2020 Fiscal Year Research-status Report
Project/Area Number |
20K11428
|
Research Institution | Nihon University |
Principal Investigator |
長澤 純一 日本大学, 文理学部, 教授 (40228002)
|
Project Period (FY) |
2020-04-01 – 2023-03-31
|
Keywords | 心拍変動 / 運動強度 |
Outline of Annual Research Achievements |
心拍変動が,運動に対する生体負担を評価する指標になり得るのかについて検討した。 被験者11名(一般健常者5名,自転車競技者6名)に対し,2種類の酸素濃度環境(20.5%および17.3%;Hypoxicoからガスマスク経由)で,心拍変動の測定(R-R間隔;Polar V800)を行った。測定プロトコールは,両試行とも仰臥位にて10分安静をとらせた後,自転車エルゴメーター(エアロバイク75XL3:COMBI社)を用いて50Wから175Wまでの漸増負荷運動(各4分)を行うこととし,心拍変動の値は,いずれも安静時および各負荷の最後の2分間を抽出した。心拍変動の解析はKubios HRV Standard(ver3.4.0)を用い,トレンド除去法(DFA法)に よるスケーリング指数αのうち,短期変動を示すα1(range4<n<16)を評価した。 両群のα1は,先報と同様,50Wの負荷時から安静水準を上回りその後低下する,負荷強度に対して上に凸の様態を示した。これらの値は,50Wから175Wまでの範囲では,2次関数の式によくフィットしたことから曲線回帰を行ったところ,20.5%環境では,曲線の最大値が健常者群より自転車競技者群の方が1.5倍以上高い負荷時に見られた。
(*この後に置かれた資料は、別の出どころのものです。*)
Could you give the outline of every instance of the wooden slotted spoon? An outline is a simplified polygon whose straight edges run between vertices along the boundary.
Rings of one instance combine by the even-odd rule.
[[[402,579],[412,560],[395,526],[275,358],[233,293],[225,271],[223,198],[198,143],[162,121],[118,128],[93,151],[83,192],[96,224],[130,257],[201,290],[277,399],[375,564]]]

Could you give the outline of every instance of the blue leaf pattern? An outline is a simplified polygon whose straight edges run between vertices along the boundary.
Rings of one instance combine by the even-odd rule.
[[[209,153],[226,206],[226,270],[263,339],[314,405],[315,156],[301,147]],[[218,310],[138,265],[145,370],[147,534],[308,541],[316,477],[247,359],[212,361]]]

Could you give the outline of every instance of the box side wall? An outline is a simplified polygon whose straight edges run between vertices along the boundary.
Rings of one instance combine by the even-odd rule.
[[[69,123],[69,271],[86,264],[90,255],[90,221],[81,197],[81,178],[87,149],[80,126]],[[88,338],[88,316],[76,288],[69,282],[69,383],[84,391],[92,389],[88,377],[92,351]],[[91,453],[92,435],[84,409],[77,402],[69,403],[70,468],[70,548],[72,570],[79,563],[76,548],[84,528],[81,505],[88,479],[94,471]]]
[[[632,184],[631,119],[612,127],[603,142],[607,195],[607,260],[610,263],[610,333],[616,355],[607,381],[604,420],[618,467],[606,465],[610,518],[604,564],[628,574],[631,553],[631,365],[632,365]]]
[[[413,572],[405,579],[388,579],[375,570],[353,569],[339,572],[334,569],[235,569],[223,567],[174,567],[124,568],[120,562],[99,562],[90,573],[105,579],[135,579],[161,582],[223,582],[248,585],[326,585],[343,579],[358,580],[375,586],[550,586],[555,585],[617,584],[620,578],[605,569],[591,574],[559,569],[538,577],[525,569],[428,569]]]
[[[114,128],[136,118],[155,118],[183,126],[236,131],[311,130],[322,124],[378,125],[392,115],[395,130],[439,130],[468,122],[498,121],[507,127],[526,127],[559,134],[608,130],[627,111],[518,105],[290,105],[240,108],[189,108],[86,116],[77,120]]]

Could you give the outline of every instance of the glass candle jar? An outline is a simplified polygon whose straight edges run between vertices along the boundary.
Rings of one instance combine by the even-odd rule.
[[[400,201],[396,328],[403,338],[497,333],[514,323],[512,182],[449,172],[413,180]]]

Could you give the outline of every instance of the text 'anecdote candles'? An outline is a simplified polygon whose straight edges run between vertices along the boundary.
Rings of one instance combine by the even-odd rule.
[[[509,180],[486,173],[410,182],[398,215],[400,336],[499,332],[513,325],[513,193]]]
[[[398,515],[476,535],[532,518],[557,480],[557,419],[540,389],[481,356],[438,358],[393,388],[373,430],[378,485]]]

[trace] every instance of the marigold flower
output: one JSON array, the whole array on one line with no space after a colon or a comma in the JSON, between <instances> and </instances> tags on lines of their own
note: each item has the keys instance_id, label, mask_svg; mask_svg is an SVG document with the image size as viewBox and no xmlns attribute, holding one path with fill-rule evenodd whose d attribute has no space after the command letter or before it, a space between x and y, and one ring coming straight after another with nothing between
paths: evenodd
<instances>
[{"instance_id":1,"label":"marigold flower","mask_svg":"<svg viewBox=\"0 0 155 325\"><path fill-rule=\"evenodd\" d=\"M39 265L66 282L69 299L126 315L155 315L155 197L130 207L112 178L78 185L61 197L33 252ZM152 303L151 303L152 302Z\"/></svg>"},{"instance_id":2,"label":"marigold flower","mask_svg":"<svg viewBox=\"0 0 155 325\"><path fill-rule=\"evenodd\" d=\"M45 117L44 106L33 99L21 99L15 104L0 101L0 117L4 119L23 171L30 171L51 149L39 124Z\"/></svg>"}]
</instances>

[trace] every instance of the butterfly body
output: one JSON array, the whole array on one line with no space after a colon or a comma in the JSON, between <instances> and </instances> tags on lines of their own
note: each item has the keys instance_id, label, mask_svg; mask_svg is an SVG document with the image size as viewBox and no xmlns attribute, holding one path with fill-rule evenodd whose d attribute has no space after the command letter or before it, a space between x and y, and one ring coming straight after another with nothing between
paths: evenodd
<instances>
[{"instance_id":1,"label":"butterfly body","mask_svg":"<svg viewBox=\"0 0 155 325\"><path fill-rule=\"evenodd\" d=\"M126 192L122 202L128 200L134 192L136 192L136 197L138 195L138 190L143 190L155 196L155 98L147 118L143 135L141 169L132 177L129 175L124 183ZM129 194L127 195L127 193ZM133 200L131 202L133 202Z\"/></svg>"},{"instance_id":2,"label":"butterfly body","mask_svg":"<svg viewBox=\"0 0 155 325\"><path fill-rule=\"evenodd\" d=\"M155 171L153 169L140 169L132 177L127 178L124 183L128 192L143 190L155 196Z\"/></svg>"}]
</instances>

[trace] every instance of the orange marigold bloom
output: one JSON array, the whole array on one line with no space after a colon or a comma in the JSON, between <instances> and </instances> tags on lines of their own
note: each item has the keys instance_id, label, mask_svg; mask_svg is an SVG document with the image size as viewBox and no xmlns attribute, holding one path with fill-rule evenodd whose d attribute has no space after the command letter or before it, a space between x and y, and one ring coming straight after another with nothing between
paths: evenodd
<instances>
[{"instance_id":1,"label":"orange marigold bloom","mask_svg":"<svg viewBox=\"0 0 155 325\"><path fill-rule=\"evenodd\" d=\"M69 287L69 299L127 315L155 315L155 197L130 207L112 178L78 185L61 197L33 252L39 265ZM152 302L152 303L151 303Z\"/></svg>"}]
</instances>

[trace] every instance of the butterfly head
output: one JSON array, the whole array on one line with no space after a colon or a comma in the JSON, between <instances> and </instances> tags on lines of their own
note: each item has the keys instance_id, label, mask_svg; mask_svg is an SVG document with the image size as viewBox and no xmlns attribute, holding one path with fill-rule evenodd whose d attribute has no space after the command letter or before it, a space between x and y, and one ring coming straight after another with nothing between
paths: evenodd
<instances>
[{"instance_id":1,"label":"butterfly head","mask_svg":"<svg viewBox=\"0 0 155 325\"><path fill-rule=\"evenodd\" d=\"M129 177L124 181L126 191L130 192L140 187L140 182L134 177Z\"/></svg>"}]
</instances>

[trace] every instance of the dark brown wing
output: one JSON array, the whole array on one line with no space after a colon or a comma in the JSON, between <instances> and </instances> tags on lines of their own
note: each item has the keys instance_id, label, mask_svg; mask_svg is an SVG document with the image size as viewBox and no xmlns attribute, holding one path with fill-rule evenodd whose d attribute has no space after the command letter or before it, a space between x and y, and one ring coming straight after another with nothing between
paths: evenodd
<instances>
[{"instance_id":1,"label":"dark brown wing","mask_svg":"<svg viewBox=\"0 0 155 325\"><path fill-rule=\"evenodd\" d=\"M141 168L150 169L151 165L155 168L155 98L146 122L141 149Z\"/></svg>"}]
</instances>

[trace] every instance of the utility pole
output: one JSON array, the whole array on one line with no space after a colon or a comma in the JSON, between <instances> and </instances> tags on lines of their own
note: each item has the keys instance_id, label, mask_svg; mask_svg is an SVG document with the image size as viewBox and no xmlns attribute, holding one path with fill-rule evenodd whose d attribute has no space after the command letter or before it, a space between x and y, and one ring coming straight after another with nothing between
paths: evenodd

また,心拍変動が1/fゆらぎに相当するとされるα1=1を示す運動負荷でも同様の結果が得られた。他方,酸素濃度の差による影響は,有意なものではなかった。これらの結果より,鍛錬者の自転車運動に対する生体負担が一般者よりも低いといういわば当然の結果が示されたが,この生体負担の差異を心拍変動の観点から数値化していくために,さらに例数を確保していきたいと考えている。
|
Current Status of Research Progress |
Current Status of Research Progress
3: Progress in research has been slightly delayed.
Reason
感染症対策によって,被験者を集めて測定をするという基本的な測定計画が制限されたことにより,予備的な測定のみを行った。測定室は恒温恒湿で常時換気がなされてはいるが,室内で激しい呼吸を伴う運動を行ってもクリーンな環境であることを保証できないため,やむを得ないと考えている。社会的な環境が整うのを待つことを考えている。
|
Strategy for Future Research Activity |
年は,パイロットスタディー的に自転車競技部員と一般車の,自転車運動における生体負荷の違いを評価した。今後,測定例を増やすとともに種々の環境における生体負荷について体系的に調査し,次年度に向けてマイクロアレイによるその生理学的根拠の解明を進めていきたいと考えている。運動強度と心拍変動との関係を精査するための測定として,まずは次の予備的実験を計画している。心拍数は定常的負荷に対して一定の値を保つことは周知であるが,これまでの測定から,心拍変動の数値はドリフトする可能性が高い。このドリフトは,疲労や運動強度とどのような関連があるのか,いくつかの生理指標とともに調査する。
|
Causes of Carryover |
感染症対応で,十分な被験者を確保できず,当初想定していた研究水準に到達できなかった。環境が整ったところで,補っていくつもりである。具体的には,「今後の研究」に示した「心拍変動のドリフト現象」についての測定消耗品,鍛錬被験者の確保(謝金)と,マイクロアレイの測定に必要な磁気ビーズ架台ならびにアレイチップなどの物品類に当てる。いずれにせよ,被験者がいなければ研究を遂行できないので,時節を注視しながら被験者確保に努めたい。